When Senate Majority Leader Harry Reid said he would be introducing the DREAM Act and a “don’t ask, don’t tell” repeal as amendments to the defense authorization bill it sent shockwaves through political and immigration circles. Before those two additions can be voted on, the Senate must agree to close debate on the larger defense bill - something that may not happen.
GOP senators, in addition to frustrations with the possible “don’t ask, don’t tell” repeal, also dislike Reid's plan to add the DREAM act, an immigration-related provision to the defense bill.

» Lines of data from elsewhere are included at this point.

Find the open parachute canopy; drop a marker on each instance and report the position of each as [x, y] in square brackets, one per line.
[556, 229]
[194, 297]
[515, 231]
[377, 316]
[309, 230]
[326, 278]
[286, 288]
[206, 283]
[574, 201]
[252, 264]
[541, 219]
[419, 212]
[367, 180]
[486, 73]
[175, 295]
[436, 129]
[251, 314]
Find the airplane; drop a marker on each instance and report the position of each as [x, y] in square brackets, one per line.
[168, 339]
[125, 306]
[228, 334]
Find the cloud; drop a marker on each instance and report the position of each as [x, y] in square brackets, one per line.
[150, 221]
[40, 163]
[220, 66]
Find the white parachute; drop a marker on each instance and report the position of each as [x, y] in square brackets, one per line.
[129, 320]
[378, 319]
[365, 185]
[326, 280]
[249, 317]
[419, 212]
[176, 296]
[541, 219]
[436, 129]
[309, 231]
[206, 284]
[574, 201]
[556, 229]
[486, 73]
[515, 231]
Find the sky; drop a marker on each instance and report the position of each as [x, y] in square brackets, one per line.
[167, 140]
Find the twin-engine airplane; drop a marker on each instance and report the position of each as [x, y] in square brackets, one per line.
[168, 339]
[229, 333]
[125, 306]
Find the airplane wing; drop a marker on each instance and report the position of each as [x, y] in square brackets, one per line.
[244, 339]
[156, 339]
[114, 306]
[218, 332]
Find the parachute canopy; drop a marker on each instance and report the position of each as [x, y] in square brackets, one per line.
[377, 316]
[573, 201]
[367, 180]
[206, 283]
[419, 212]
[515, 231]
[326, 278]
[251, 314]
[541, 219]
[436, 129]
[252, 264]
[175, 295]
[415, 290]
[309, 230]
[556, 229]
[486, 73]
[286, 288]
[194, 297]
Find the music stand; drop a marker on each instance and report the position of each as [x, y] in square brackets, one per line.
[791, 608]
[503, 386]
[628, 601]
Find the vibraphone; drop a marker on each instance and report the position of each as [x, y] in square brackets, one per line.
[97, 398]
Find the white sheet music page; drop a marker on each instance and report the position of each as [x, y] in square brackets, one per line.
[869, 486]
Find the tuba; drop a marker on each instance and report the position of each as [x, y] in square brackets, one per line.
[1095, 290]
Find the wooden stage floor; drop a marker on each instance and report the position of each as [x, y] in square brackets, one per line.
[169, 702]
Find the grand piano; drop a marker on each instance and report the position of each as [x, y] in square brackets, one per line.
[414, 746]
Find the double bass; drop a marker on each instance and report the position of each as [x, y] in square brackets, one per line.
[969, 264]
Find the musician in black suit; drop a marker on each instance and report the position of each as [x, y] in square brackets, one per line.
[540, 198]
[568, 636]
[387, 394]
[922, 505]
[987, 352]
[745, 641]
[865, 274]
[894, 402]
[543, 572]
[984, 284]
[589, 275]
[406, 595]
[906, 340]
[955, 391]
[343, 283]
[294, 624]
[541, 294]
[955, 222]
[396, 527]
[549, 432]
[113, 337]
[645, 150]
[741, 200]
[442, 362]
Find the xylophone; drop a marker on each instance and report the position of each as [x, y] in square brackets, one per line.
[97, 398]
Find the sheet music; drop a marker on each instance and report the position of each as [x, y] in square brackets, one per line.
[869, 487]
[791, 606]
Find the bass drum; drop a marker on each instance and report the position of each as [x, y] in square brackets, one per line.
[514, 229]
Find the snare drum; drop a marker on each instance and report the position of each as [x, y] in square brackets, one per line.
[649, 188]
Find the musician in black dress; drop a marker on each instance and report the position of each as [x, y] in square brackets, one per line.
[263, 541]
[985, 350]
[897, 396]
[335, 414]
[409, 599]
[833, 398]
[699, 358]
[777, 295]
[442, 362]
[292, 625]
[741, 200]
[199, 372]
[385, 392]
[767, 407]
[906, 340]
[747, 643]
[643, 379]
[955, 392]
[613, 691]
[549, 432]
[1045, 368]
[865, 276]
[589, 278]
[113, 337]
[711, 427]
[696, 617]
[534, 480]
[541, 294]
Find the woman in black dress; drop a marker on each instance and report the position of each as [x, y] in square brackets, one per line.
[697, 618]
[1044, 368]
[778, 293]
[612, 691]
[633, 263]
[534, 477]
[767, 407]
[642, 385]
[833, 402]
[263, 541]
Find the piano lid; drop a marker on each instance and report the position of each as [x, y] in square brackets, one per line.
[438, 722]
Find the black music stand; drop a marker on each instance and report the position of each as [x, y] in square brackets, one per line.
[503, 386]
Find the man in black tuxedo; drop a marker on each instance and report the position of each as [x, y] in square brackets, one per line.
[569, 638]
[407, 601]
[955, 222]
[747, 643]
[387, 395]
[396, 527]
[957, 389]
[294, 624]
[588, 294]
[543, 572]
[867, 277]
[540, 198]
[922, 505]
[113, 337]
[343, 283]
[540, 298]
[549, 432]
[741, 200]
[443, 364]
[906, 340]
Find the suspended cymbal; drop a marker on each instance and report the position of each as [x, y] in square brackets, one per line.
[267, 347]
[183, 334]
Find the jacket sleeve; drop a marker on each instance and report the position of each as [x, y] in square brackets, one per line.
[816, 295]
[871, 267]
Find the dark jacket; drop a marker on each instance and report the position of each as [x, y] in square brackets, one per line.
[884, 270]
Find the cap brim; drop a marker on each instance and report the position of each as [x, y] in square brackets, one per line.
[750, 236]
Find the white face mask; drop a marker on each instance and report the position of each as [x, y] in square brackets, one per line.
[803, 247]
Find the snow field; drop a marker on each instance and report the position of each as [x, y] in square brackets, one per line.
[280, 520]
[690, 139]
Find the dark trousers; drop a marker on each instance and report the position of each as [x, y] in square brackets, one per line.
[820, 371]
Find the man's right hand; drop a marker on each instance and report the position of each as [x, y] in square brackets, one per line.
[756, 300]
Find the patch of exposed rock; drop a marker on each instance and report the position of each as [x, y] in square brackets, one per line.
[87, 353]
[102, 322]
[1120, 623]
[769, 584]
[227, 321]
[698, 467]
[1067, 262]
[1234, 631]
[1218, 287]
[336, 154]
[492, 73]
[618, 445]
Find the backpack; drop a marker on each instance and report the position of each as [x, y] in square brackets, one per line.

The DREAM Act would create a path to citizenship for illegal immigrants who entered the United States as children. Under the bill, an individual would have to be of “good moral character” and either receive a college degree or complete at least two years of U.S. military service. Yahaira Carrillo is a college student who, while in high school, participated in Jr. ROTC, while dreaming of becoming a United States Marine.
“I wanted to be in uniform,” she told CNN, but she quit ROTC when a Captain-classmate warned that her undocumented status would bar her from joining the Marines.
The 25-year-old college senior is currently in deportation proceedings, but if the Dream Act became law she could earn U.S. citizenship.
“This is where I want to be.” Carrillo told CNN’s Dick Uliano. “I want to be here. I don’t want to be anywhere else.”